Ein Haus, das einmal gelb war, die Laute von dort drinnen, ein derartiger Schmerz, dass der Mensch aufhört, Mensch zu sein, und zum Tier wird.
Die fünfjährige Wilma. Sie liegen nur da. Ich habe gerufen, aber sie hören mich nicht. Sie hatte nur einen Schuh an. Kannst du mit reinkommen? Bitte? Mama liegt einfach nur da, bitte, Mama.
Der metallische Geruch von Blut, ein von der Jagd und vom Schlachten vertrauter Geruch, und trotzdem so ungewohnt.
Die Aussicht. Der Schornstein. Der aufsteigende Rauch.
Das Geheul aus dem gelben Haus.
Das Geheul mischt sich mit dem Stöhnen der Großmutter in ihren letzten Tagen. Nimm es weg, faucht sie, du musst es aus mir herausnehmen, schneid es weg, mach, dass es aufhört. Ich kann nicht, sagt er, es tut mir so leid, ich kann nichts tun. Papa, sagt die Großmutter, wo bist du, ich sehe dich nicht, Papa, hilf mir, bitte, Papa, Mama. Mama.
Die Erinnerungen sind Knochen in der Erde, er hat sie selbst vergraben und sorgt dafür, dass sie dort unten bleiben. Immer wenn es regnet oder stürmt, drängen sie an die Oberfläche, ein Knochen ragt auf, ein Wirbel, er beeilt sich, mehr Erde daraufzuschaufeln. So wie er es sein ganzes Leben lang getan hat.
Und es hat sich in seinem Körper eingenistet, all dieses Schaufeln, der Spaten wird immer schwerer, seine Schultern sind steif geworden, die Schmerzen jagen sein Rückgrat hinauf, breiten sich auf den Nacken aus, auf den Magen, der aus dem Gleichgewicht gerät, sie gelangen bis in die Lungen und erschweren ihm das Atmen, sie dringen bis ins Herz, das immer öfter unangenehm rast, selbst wenn er ruhig dasitzt.
Es hilft nicht mehr, sich die Zeit genau einzuteilen in Stunden, Minuten, Sekunden, jede Einheit mit Arbeit auszufüllen.

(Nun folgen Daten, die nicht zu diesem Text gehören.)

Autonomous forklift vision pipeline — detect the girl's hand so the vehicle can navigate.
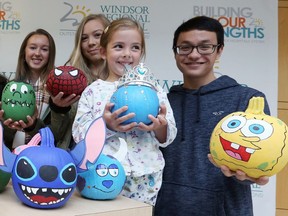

Selbst wenn er jeden Abend erschöpft ins Bett fällt, kann er nicht schlafen. Er hat zu wenig gegessen, der Hunger nagt in seinen Eingeweiden. Die Matratze ist zu hart, er kann sich nicht mit ihr anfreunden, sein Körper möchte immer weiterrennen. Und er springt wieder auf, wandert im Zimmer umher, blickt auf das Bett, auf die Bettdecke, die er abgeworfen hat, er schreckt zusammen, denn liegt da nicht jemand?
»Henry?«
Er stupst den Haufen im Bett an, aber es ist nur die verknäulte Decke, kein kleiner Junge versteckt sich mehr dort. Die Wärme, die sie zusammen erzeugt haben, ist fort.